Beany Jacket Potatoes
Ingredients
6 large jacket potatoes
1 tbsp olive oil, plus extra for rubbing
7 tbsp Castle Dairies butter
1 garlic clove, chopped
1 red onion, thickly sliced
1 tsp crushed chilli
400g can of cannellini beans, drained and rinsed
400g can of kidney beans, drained and rinsed
400g can of borlotti beans, drained and rinsed
2 tbsp tomato puree
150ml water
2 tbsp chopped flat leaf parsley
Equipment
Tin foil
Method
Preheat the oven to 200°C/180°C fan/gas mark 6. Cut out six pieces of tin foil, big enough to wrap the potatoes in. Pierce the potatoes with a skewer or fork, then rub olive oil into the skins of the potatoes and wrap each in a piece of tin foil. Place on a baking tray and bake for 1hr.

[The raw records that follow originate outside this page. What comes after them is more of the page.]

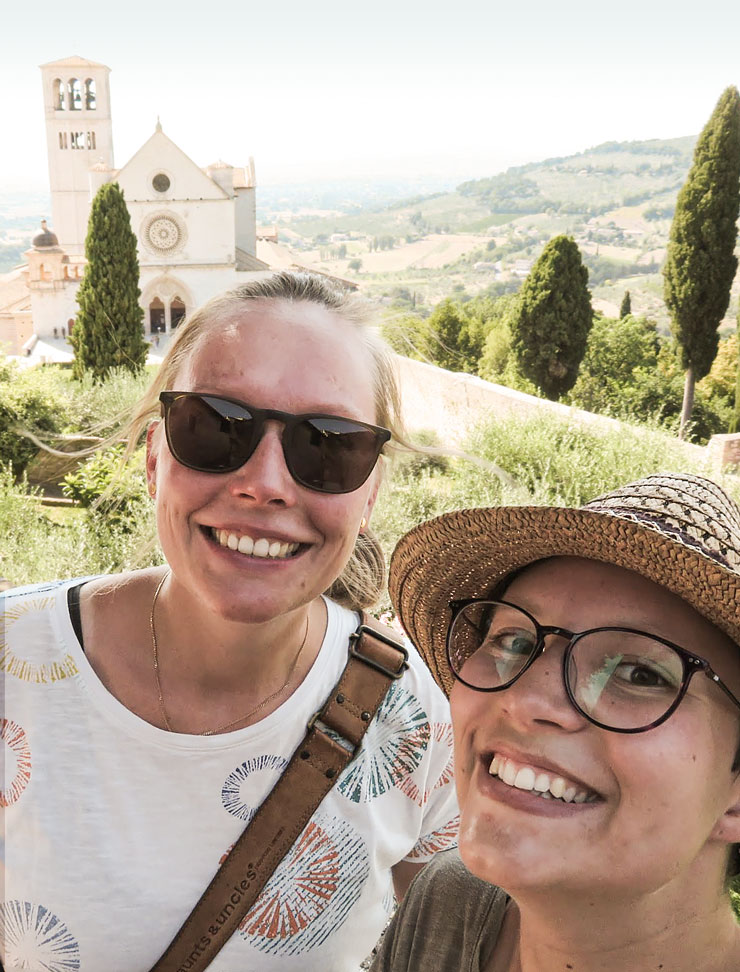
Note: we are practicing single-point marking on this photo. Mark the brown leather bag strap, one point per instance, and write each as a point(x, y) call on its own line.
point(375, 660)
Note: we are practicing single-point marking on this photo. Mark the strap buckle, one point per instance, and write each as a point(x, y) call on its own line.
point(354, 639)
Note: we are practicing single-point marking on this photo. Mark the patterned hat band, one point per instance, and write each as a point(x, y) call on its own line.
point(679, 531)
point(668, 505)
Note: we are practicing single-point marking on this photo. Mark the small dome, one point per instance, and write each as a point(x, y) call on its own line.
point(45, 238)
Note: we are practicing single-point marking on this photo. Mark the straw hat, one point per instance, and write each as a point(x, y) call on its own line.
point(680, 531)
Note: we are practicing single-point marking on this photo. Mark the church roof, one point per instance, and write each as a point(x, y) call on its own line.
point(45, 239)
point(74, 61)
point(245, 261)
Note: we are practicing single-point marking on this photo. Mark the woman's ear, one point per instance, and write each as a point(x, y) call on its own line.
point(727, 827)
point(151, 458)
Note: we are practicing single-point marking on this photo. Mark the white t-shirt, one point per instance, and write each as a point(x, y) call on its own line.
point(113, 828)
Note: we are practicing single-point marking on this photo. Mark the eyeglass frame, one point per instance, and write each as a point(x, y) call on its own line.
point(262, 415)
point(691, 662)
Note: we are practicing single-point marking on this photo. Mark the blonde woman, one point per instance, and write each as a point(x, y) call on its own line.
point(148, 715)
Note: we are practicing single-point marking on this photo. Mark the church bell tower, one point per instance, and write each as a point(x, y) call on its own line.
point(79, 135)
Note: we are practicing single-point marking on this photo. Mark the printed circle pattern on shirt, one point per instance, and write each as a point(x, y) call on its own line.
point(393, 747)
point(333, 889)
point(429, 844)
point(260, 771)
point(36, 939)
point(312, 892)
point(22, 622)
point(17, 754)
point(441, 734)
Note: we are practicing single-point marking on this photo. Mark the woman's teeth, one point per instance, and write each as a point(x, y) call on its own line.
point(263, 547)
point(546, 785)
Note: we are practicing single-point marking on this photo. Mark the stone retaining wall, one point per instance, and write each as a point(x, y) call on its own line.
point(451, 402)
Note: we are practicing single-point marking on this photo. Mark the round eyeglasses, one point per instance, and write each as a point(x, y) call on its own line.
point(620, 679)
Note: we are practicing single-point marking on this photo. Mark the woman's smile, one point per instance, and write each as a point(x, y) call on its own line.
point(525, 752)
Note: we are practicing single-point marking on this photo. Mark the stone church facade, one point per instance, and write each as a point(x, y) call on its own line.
point(195, 227)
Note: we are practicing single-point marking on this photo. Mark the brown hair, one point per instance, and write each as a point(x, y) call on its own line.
point(363, 578)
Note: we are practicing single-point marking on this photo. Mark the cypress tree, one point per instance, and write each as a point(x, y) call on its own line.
point(551, 326)
point(701, 264)
point(108, 331)
point(735, 420)
point(625, 308)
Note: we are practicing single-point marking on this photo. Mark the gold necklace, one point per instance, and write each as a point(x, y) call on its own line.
point(228, 725)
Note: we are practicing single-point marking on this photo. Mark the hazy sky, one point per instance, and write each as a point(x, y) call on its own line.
point(332, 89)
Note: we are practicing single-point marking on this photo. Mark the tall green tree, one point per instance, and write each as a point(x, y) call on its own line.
point(735, 420)
point(108, 331)
point(551, 327)
point(701, 263)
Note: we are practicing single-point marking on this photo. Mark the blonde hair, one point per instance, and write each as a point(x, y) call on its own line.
point(362, 580)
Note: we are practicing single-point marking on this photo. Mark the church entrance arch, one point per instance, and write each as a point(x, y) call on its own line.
point(166, 301)
point(177, 311)
point(156, 316)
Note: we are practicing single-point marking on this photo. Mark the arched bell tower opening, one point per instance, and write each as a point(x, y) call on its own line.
point(79, 135)
point(166, 301)
point(177, 311)
point(156, 316)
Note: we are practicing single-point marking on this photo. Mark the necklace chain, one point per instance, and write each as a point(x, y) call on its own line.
point(228, 725)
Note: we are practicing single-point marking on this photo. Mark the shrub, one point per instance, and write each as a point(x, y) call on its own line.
point(109, 489)
point(28, 400)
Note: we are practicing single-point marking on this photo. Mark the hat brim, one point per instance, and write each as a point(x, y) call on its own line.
point(468, 552)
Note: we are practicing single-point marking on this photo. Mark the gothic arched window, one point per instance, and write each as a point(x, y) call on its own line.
point(75, 94)
point(177, 312)
point(58, 94)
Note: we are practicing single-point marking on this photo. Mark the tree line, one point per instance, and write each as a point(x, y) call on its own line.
point(546, 339)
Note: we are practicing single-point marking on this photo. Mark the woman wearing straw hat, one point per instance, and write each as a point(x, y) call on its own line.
point(591, 659)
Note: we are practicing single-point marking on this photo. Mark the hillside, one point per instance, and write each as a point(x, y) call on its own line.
point(616, 199)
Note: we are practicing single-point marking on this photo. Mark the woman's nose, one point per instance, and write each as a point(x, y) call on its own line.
point(265, 477)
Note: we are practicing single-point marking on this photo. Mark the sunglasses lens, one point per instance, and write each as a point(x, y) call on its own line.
point(208, 433)
point(332, 455)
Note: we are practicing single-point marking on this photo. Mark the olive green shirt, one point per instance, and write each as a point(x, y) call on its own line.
point(449, 921)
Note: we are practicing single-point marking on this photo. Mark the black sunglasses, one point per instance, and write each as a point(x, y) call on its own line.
point(621, 679)
point(326, 453)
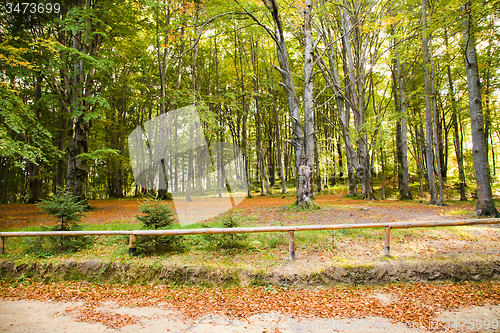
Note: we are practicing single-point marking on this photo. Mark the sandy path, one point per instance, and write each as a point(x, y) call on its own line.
point(35, 316)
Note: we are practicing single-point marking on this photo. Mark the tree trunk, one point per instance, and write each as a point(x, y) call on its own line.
point(5, 187)
point(288, 83)
point(428, 107)
point(485, 204)
point(436, 137)
point(404, 183)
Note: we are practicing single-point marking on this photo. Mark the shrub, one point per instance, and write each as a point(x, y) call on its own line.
point(157, 216)
point(65, 207)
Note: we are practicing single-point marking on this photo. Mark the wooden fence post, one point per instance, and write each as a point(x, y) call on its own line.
point(387, 242)
point(291, 245)
point(131, 244)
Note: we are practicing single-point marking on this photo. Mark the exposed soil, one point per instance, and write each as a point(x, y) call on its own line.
point(79, 307)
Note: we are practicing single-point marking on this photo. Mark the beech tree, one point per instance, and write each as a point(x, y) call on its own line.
point(485, 204)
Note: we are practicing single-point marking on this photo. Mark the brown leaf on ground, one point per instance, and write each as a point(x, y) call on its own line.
point(419, 302)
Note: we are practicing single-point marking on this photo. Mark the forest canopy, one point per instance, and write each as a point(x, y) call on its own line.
point(390, 98)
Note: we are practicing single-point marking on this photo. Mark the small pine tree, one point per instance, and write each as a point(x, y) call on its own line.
point(157, 216)
point(66, 208)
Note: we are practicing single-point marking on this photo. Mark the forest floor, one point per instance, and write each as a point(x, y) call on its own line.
point(303, 306)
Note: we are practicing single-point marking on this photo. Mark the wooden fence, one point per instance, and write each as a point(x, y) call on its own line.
point(290, 229)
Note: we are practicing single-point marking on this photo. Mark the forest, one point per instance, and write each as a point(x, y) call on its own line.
point(387, 99)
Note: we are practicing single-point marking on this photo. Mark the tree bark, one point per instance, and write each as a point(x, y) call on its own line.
point(485, 204)
point(428, 107)
point(286, 74)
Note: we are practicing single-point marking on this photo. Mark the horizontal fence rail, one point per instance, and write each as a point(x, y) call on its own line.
point(290, 229)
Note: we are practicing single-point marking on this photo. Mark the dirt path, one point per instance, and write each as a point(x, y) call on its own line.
point(35, 316)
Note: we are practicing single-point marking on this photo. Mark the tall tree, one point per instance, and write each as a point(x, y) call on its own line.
point(485, 204)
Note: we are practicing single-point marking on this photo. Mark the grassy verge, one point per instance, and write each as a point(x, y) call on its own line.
point(268, 251)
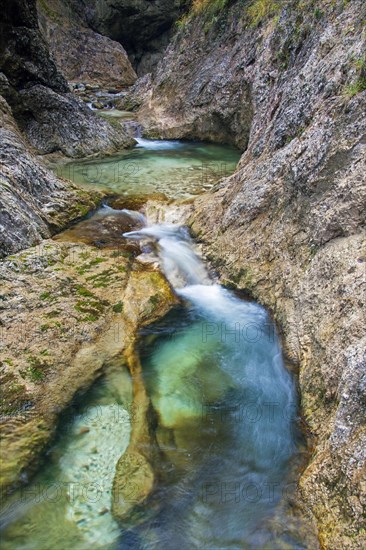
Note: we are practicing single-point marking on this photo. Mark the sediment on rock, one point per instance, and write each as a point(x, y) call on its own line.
point(80, 310)
point(289, 225)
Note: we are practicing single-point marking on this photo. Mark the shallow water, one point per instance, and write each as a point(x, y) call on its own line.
point(227, 421)
point(67, 505)
point(177, 169)
point(227, 410)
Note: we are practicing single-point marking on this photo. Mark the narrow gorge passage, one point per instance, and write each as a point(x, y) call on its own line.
point(177, 169)
point(229, 447)
point(226, 429)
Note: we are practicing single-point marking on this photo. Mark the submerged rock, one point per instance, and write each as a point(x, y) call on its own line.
point(82, 54)
point(60, 328)
point(33, 202)
point(288, 226)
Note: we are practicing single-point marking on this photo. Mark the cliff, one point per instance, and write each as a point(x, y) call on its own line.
point(38, 114)
point(287, 85)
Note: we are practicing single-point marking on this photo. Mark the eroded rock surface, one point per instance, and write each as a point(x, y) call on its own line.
point(68, 310)
point(82, 54)
point(51, 117)
point(33, 203)
point(289, 225)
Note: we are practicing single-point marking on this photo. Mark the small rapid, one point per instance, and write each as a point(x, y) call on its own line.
point(227, 410)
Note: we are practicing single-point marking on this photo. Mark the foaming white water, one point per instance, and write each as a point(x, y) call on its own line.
point(158, 144)
point(180, 263)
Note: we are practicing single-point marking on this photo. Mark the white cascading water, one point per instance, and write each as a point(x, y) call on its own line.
point(228, 357)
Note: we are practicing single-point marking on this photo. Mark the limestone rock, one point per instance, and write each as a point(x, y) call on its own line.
point(33, 202)
point(82, 54)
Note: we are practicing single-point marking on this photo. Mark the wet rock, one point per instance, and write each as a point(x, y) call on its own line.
point(65, 333)
point(33, 202)
point(288, 226)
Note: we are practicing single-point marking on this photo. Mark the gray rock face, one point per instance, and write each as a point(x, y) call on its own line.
point(82, 54)
point(24, 55)
point(54, 122)
point(33, 202)
point(142, 26)
point(38, 94)
point(289, 225)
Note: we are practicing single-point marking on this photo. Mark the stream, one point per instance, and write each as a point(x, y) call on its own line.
point(225, 402)
point(179, 169)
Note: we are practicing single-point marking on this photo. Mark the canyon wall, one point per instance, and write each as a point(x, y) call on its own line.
point(288, 88)
point(143, 27)
point(38, 114)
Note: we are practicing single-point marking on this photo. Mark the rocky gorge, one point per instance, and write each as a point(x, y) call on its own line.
point(282, 81)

In a large saucepan, add the olive oil and 1 tbsp of butter, then heat until melted. Add the garlic and onion, and sauté for 10 mins.
Add the chilli and cook for 2 mins, then stir in tomato puree, cannellini beans, kidney beans and borlotti beans. Add the water and bring to the boil, then simmer for 10 mins. Stir in the parsley.
Remove the potatoes from the foil, place on a plate and cut open. Add 1 tbsp of butter to each potato and serve with the beans, garnished with parsley.